Scenario: A web app’s response time suddenly spikes above acceptable thresholds.
Agent workflow:
-
Detection: Azure Monitor alerts fire. The alert payload includes resource ID, metric name, and threshold violated.
-
Context gathering:
// Agent queries Azure MCP server const metrics = await mcp.queryMetrics({ resourceId: alert.resourceId, timeRange: 'last 15 minutes', metrics: ['ResponseTime', 'CPU', 'Memory', 'RequestRate'] }); const recentDeploys = await mcp.queryDeploymentHistory({ resourceId: alert.resourceId, timeRange: 'last 24 hours' }); -
Diagnosis: Agent reasons over the data:
- Response time spiked
- CPU and memory are normal
- No recent deployments
- Request rate is within normal bounds
Hypothesis: Not a code change. Not a load issue. Likely an external dependency slowdown.
-
Investigation:
const dependencies = await mcp.queryApplicationInsights({ query: 'dependencies | where timestamp > ago(15m) | summarize avg(duration) by name' });Finding: Database query duration has tripled in the last 15 minutes.
-
Resolution: Agent consults runbook for “slow database queries” and applies the fix:
await mcp.executeCommand({ command: 'az sql db show-connection-string --reset-pool', resourceId: dbResourceId }); -
Validation: Wait 2 minutes, re-query metrics, confirm response time returns to baseline.
-
Documentation: Agent writes incident report to your tracking system (I use GitHub Issues via the GitHub MCP integration).

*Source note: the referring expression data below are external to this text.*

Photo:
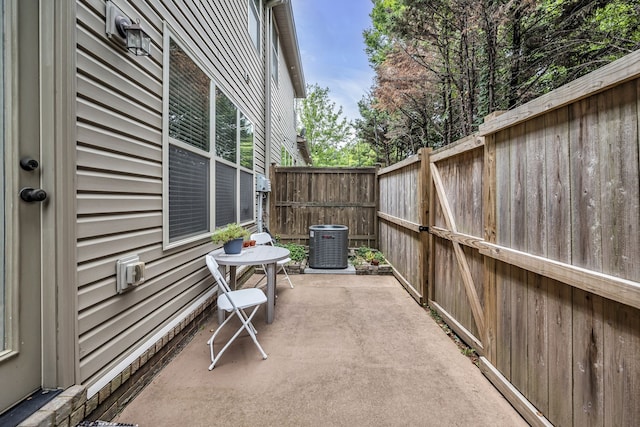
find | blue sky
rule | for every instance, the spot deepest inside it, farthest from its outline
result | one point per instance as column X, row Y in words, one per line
column 332, row 48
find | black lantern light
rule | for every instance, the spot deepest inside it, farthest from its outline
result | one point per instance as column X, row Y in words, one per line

Total time: 4 minutes from alert to resolution. Zero human intervention required.
The Tools That Make This Real
This isn’t vaporware. These tools exist today:
- Azure MCP Server: Exposes Azure resources via Model Context Protocol
- GitHub Copilot Agents: Build custom agents that integrate with your development and operations workflow
- Claude Code: MCP-native, designed for agentic workflows with strong reasoning capabilities
- Azure Monitor: Alert orchestration and metrics collection
- Application Insights: Deep application telemetry for root cause analysis
The barrier isn’t technology — it’s methodology. You need to structure your operations knowledge in a way that agents can consume it.
What to Look Into Next
If you’re sold on this approach, here’s where to start:
-
Audit your runbooks. Do they contain step-by-step procedures with validation criteria? If not, rewrite them. Your future self (and your agents) will thank you.
-
Set up the Azure MCP server. Follow the quickstart guide and connect it to a non-production Azure subscription first.
-
Build a read-only diagnostic agent. Start with an agent that can query your infrastructure and generate incident reports. No fixing yet — just observing. This builds trust and exposes gaps in your documentation.
-
Define your automated fix categories. What incidents are high-frequency and low-risk? Start there. Service restarts, cache clears, and scaling adjustments are good candidates.
-
Implement graduated rollout. Fix one incident type autonomously. Monitor for a week. Add another. Build confidence incrementally, not recklessly.
The Bottom Line
Self-healing infrastructure with agentic AI isn’t about replacing DevOps engineers. It’s about elevating what we spend our time on. I don’t want to restart services at 2 AM — I want to design systems resilient enough that restarts are rare. I don’t want to debug the same cache invalidation issue every month — I want to architect better caching strategies.
Agents handle the toil. Humans handle the design. That’s the vision of agentic DevOps I’ve been building toward, and tools like the Azure MCP server are making it accessible to teams of any size.
Start small. Document well. Trust gradually. The future where infrastructure heals itself isn’t coming — it’s already here for the teams willing to build it.